Pension

How To Boost Later Life Income


Inflation is a normal occurrence within a growing economy, but without forward planning, it can also erode your later-life income – particularly if you hold much of it in cash.

After the peak of the pandemic subsided, inflation began to rise throughout the UK, US and Europe. Here in Britain, inflation peaked at 11.1% in October 2022 before beginning to gradually decline again. According to the Office for National Statistics (ONS), inflation stood at 6.7% in the year to September 2023.

Yet even when inflation hasn’t been rising sharply, as it has done in the past two years, it can still deplete the real-terms value of your retirement fund over time. The Bank of England (BoE) has set a target inflation rate of 2% – and if this remained steady throughout your retirement, your wealth’s spending power could be significantly diminished over time.
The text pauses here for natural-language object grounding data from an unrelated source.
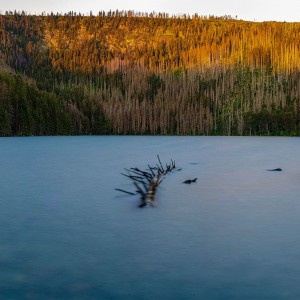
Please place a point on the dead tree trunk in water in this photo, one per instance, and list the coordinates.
(146, 182)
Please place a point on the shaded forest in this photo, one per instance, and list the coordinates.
(133, 73)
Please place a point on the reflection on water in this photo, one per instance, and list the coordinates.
(67, 234)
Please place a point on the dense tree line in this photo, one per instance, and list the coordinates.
(126, 73)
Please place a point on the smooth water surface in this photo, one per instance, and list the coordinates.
(67, 234)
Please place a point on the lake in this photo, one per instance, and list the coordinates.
(66, 233)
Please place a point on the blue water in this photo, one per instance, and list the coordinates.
(65, 233)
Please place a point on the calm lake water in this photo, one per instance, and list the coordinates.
(65, 233)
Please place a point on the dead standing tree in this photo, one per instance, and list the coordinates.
(146, 182)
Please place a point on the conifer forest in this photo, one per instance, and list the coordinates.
(121, 72)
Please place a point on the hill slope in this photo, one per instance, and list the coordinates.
(120, 73)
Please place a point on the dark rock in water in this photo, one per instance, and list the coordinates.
(189, 181)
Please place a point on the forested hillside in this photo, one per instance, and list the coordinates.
(126, 73)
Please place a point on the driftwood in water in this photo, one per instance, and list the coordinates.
(146, 182)
(189, 181)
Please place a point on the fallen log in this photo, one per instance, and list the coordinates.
(146, 182)
(189, 181)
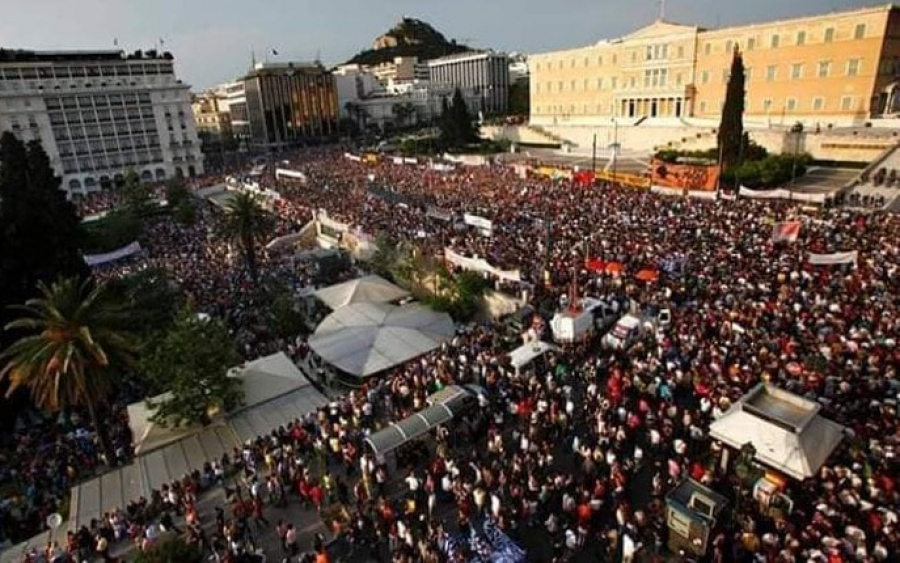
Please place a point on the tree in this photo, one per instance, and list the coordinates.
(731, 128)
(138, 197)
(69, 340)
(247, 224)
(191, 363)
(38, 226)
(457, 127)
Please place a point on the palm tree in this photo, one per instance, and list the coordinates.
(71, 339)
(247, 224)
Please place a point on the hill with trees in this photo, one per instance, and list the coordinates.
(409, 38)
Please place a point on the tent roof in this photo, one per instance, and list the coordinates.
(409, 428)
(366, 338)
(276, 394)
(526, 353)
(788, 433)
(368, 289)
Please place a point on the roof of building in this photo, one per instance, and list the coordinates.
(29, 56)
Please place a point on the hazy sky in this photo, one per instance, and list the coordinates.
(212, 40)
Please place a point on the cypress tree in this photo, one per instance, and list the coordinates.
(731, 128)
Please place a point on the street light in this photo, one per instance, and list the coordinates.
(797, 131)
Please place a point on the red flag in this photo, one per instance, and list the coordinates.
(787, 231)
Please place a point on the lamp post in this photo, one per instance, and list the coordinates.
(797, 131)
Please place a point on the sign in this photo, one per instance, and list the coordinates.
(684, 176)
(478, 222)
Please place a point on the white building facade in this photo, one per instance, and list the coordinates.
(99, 114)
(486, 73)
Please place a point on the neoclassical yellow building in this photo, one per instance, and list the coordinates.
(839, 68)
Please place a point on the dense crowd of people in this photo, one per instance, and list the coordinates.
(576, 452)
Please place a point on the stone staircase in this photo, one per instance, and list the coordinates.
(548, 134)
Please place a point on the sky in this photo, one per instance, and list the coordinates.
(213, 41)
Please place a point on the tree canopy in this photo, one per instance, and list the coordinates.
(38, 226)
(191, 363)
(456, 124)
(731, 128)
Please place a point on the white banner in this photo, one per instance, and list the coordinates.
(835, 258)
(781, 193)
(480, 265)
(479, 222)
(118, 254)
(323, 218)
(286, 173)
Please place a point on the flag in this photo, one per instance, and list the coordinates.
(786, 231)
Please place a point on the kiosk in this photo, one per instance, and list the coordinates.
(693, 511)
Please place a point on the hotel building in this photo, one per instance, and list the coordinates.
(99, 114)
(835, 69)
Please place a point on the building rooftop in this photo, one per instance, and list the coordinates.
(27, 56)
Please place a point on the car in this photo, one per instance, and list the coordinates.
(625, 333)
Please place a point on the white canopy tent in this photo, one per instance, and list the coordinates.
(275, 393)
(526, 353)
(367, 289)
(366, 338)
(785, 429)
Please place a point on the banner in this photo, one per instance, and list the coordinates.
(782, 194)
(480, 265)
(787, 231)
(584, 178)
(835, 258)
(478, 222)
(439, 214)
(106, 257)
(685, 176)
(286, 173)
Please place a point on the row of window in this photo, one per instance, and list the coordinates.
(61, 72)
(823, 69)
(816, 104)
(775, 40)
(661, 51)
(658, 78)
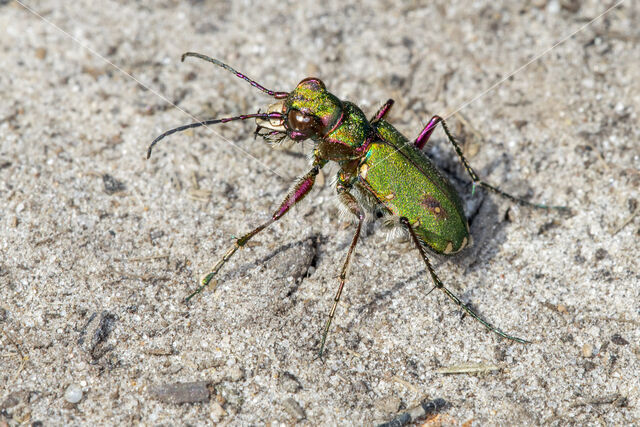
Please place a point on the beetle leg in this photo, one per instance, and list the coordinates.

Indeed, an example offered by Nest Pensions shows just how detrimental inflation can be for your cash. If you put £10,000 in savings today, and inflation remained at a consistent 2.5% rate for the next 25 years, your money would be “worth” just £5,394 in 2048.

Fortunately, keeping a significant portion of your wealth invested throughout your retirement can help keep the effects of inflation at bay.

Although there is some risk involved with investing, equities typically outpace the rate of inflation over the long-term – so remaining invested, rather than drawing your entire pension in cash at the start of retirement, could be constructive.